Tornando, comunque, alla sentenza in commento, altra affermazione di rilievo è infine quella per cui è, in tali casi, pienamente configurabile il concorso tra il delitto di sottrazione fraudolenta al pagamento delle imposte e quello di bancarotta fraudolenta per distrazione, alla luce della diversità del soggetto-autore degli illeciti (nel primo caso, tutti i contribuenti, nel secondo, soltanto gli imprenditori falliti) e del differente elemento psicologico (rispettivamente, dolo specifico e dolo generico – cfr Cassazione nn. 35591/2017 e 22143/2022).

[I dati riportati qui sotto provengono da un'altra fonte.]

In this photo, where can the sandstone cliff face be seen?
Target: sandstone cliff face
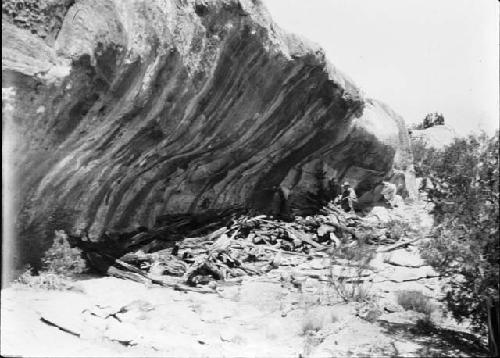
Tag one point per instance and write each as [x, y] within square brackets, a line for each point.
[436, 137]
[141, 108]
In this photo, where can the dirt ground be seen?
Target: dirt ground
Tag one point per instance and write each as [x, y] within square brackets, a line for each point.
[292, 311]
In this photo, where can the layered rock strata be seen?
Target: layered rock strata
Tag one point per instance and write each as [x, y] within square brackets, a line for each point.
[141, 108]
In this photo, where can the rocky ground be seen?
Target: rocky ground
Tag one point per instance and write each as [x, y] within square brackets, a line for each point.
[293, 310]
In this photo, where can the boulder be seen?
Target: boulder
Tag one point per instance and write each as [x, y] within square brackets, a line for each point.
[406, 258]
[145, 108]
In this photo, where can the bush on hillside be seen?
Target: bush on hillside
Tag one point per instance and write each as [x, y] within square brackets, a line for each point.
[61, 258]
[464, 191]
[431, 120]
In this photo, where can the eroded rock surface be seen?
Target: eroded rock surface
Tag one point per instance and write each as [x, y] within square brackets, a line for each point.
[142, 108]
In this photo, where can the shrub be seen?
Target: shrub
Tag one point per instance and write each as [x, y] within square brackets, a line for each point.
[44, 280]
[315, 320]
[415, 301]
[358, 257]
[61, 258]
[398, 229]
[466, 248]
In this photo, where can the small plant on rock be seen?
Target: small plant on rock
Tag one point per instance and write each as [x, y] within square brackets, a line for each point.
[415, 301]
[63, 259]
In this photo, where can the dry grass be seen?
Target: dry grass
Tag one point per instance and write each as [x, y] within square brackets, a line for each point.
[316, 319]
[44, 280]
[415, 301]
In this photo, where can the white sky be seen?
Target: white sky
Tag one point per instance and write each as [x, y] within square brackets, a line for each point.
[418, 56]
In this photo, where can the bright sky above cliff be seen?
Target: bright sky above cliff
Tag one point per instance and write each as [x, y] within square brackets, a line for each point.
[418, 56]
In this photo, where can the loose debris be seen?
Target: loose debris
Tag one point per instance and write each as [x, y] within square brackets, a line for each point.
[187, 252]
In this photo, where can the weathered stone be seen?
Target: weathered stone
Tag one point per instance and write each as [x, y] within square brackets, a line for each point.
[172, 109]
[405, 258]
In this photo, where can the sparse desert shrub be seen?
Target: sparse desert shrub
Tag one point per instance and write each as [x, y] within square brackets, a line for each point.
[315, 320]
[61, 258]
[464, 192]
[44, 280]
[349, 284]
[397, 229]
[415, 301]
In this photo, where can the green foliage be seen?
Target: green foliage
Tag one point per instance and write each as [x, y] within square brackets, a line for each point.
[63, 259]
[463, 186]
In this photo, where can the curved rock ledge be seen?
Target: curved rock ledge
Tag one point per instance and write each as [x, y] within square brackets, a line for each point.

La pronuncia, in sostanza, è molto rilevante sotto il profilo del rapporto tra evasione fiscale e reati fallimentari e tributari, laddove, in tema di bancarotta fraudolenta fallimentare, le operazioni dolose possono consistere anche nel sistematico inadempimento delle obbligazioni fiscali e previdenziali, frutto di una consapevole scelta gestionale da parte degli amministratori della società, da cui consegue il prevedibile aumento della esposizione debitoria sociale nei confronti dell'erario e degli enti previdenziali (cfr Cassazione, n. 24752/2018).
In conclusione, il tema potrebbe peraltro rilevare, anche ai fini accertativi, sotto il profilo delle responsabilità personali dell’amministratore di fatto, laddove, per esempio, come purtroppo spesso accade, un amministratore di una società, dopo avere solo formalmente smesso di esserne l’amministratore di diritto, metta alla guida della stessa società un mero prestanome e ne resti comunque il vero dominus/amministratore di fatto, usando la società solo come strumento di “finanziamento”, omettendo di pagare le imposte dovute per trarne vantaggi personali e dirottando magari le risorse finanziarie verso altre società a lui riconducibili, nazionali o estere.
In tali casi, l’amministratore di fatto, qualora vi sia la prova dello svolgimento dell’attività gestoria per fini personali e a proprio vantaggio, in deroga all’articolo 7 del Dl n. 269/2003, potrà anche essere chiamato a rispondere direttamente delle imposte e delle sanzioni comminate alla società (cfr Cassazione, nn. 23231/22, 36003/21 e 5276/22).